Aujourd'hui, depuis près de vingt ans, la saison commence lorsque le soleil brille à Adélaïde.
Pourtant, pour ce carnet mal cerné, le Tour Down Under 2026 apparaît, une fois de plus, comme un décor en papier mâché conçu pour nourrir la faim de watts des directeurs sportifs et le « battage médiatique » des réseaux sociaux.

L'Australie est le cadre idéal pour un cyclisme qui ne comprend plus les hivers, la boue ou le silence.
Là, pendant que l'on cherche le premier rayon de soleil à travers le brouillard européen, le peloton se livre à un spectacle de haute intensité où les cardiofréquencemètres dictent comme les jambes.
Dans la lointaine et sauvage Australie, les premiers points de la campagne se jouent.
Le parcours de cette année, fidèle à son architecture de pentes explosives et d'arrivées pour sprinteurs.
Ne cherchez pas en Australie l’épopée de la survie ; Recherchez l’efficacité de la soufflerie.

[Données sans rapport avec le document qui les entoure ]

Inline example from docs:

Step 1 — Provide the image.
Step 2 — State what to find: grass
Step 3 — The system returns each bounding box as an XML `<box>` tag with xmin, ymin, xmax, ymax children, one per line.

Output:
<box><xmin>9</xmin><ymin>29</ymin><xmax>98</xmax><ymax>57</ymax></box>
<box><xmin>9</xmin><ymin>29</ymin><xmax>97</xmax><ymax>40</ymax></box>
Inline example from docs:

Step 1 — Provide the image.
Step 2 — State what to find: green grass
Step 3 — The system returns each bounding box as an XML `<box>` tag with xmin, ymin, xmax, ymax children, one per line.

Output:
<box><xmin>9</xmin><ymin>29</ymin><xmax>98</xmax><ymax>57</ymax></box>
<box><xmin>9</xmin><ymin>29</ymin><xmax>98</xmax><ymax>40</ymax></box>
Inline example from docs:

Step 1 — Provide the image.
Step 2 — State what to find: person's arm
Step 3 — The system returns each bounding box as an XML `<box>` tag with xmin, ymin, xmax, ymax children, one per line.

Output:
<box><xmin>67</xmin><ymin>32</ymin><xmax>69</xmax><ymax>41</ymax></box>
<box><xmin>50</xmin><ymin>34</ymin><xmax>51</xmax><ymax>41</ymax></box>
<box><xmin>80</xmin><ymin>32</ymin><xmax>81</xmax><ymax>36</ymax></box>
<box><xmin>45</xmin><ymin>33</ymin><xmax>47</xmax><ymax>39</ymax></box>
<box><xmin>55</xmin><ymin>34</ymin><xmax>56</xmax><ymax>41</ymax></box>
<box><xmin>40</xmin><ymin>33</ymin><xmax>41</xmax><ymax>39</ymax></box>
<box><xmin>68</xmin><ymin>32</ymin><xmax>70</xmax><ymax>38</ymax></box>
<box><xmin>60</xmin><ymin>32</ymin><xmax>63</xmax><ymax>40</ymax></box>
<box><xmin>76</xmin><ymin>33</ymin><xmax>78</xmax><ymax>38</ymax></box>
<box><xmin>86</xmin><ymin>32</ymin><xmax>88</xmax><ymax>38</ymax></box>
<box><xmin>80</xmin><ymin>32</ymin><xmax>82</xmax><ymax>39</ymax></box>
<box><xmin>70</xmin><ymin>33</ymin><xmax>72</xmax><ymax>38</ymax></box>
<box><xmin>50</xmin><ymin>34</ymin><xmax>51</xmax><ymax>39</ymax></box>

La course est devenue l'épreuve de maquillage pour ceux qui ne peuvent pas se permettre un départ lent et la vitrine des marques qui ont besoin d'afficher leurs nouvelles couleurs sous une lumière saturée. C’est du cyclisme, oui, mais du cyclisme en éprouvette.
C'est le point culminant de cette mondialisation qui nous a volé notre pause, celle qui permettait auparavant aux champions de montrer la tête seulement lorsque les fleurs commençaient à germer à San Remo.
Ce que nous verrons ces jours-ci sur les routes australiennes sera une succession d’attaques précises et de stratégies classiques.
L'absence de grands sommets est compensée par une vitesse diabolique, mais souvent dépourvue d'âme.
Dans le contexte d'Adélaïde, peu importe à quel point ils nous le vendent comme avant-gardiste, c'est toujours une parenthèse chaleureuse dans un sport né pour souffrir du froid.
Nous regarderons les résultats, nous analyserons qui sera le meilleur en janvier, mais nous resterons sur nos gardes, la suite sera très différente.
Car le vrai cyclisme, celui qui nous fait vibrer et suscite les critiques les plus sincères de notre part, attend généralement que l'asphalte sente la tradition et pas seulement la crème solaire.